No seu Relatório de Estabilidade Financeira Global divulgado em 11 de abril, o FMI renovou os apelos por “regulação abrangente e consistente e supervisão adequada” após as falências de empresas de criptomoedas, incluindo a FTX, bem como o subsequente colapso de bancos amigos das criptomoedas, incluindo o Silicon Valley Bank e Banco de assinaturas. De acordo com a agência financeira, a regulamentação para entidades do ecossistema de ativos criptográficos – com “requisitos prudenciais estritos” para emissores de stablecoins – deve incluir o armazenamento, transferência, troca e custódia de reservas para ativos digitais.

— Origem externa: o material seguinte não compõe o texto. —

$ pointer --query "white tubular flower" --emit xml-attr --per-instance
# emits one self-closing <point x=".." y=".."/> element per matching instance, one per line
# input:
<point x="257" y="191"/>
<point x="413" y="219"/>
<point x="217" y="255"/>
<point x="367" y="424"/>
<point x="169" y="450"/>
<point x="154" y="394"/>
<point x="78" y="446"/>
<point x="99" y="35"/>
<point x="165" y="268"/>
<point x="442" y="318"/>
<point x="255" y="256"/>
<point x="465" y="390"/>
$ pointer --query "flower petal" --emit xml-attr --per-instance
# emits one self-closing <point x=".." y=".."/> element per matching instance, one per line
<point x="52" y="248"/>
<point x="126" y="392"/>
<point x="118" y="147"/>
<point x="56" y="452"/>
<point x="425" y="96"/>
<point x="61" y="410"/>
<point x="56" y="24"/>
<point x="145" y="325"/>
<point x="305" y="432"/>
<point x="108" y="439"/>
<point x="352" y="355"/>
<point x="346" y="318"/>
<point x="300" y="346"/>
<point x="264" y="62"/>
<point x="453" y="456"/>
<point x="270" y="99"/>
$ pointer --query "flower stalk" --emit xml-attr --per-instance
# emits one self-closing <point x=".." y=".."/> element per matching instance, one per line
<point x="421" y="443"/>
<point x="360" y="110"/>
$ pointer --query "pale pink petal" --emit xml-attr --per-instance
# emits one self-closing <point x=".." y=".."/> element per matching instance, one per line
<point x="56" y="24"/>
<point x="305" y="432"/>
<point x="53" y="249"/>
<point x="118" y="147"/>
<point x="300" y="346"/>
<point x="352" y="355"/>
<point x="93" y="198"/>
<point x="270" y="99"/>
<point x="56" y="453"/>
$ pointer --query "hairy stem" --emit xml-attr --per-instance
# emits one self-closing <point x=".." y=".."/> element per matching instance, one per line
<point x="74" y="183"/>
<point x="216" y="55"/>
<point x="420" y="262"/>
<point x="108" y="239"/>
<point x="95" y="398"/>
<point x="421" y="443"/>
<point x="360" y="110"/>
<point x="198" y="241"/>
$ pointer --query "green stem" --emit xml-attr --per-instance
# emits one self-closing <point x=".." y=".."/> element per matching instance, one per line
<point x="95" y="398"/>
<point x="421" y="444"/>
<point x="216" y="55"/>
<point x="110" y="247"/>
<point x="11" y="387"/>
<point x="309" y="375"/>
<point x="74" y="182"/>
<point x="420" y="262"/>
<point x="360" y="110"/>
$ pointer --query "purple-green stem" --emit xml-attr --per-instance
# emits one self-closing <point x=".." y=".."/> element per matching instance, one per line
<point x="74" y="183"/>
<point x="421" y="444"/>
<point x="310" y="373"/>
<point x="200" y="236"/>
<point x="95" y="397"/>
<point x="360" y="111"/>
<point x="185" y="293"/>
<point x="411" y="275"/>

“As repercussões do [Silicon Valley Bank] no setor financeiro central reverberaram em todo o ecossistema criptográfico e nas instituições financeiras expostas a ele”, disse o relatório. “Seu fracasso resultou na descentralização de duas stablecoins (Circle USDC e Dai), que mantinham depósitos não segurados no banco, bem como no desaparecimento do Signature Bank of New York porque os investidores ficaram preocupados com sua presença no setor de criptografia. Estes eventos aumentam as questões sobre a viabilidade dos ativos digitais e reforçam a necessidade de regulamentação apropriada.”

  

O relatório citou um “ano difícil para a criptografia” em 2022, apontando para o colapso da bolsa FTX – e não as falhas da Terraform Labs, Celsius Network ou outras que precederam o pedido de falência da empresa – como um evento que “criou contágio significativo”. no ecossistema. No entanto, o FMI informou que o impacto fora do espaço criptográfico devido a esses colapsos foi em grande parte “limitado”.

As críticas às criptomoedas e aos ativos digitais não são novidade para o FMI. Em fevereiro, o conselho executivo da agência endossou uma estrutura política que não incluía o reconhecimento da criptografia como moeda legal. No entanto, os membros tenderam a regulamentar os ativos digitais em vez de proibi-los completamente.

O órgão de monitoramento internacional Conselho de Estabilidade Financeira planeja publicar suas próprias recomendações para abordagens regulatórias e de supervisão para ativos criptográficos e stablecoins em julho de 2023. O G20 também informou em fevereiro que o conselho lançaria “um documento de síntese integrando as perspectivas macroeconômicas e regulatórias de ativos criptográficos” em coordenação com o FMI em setembro.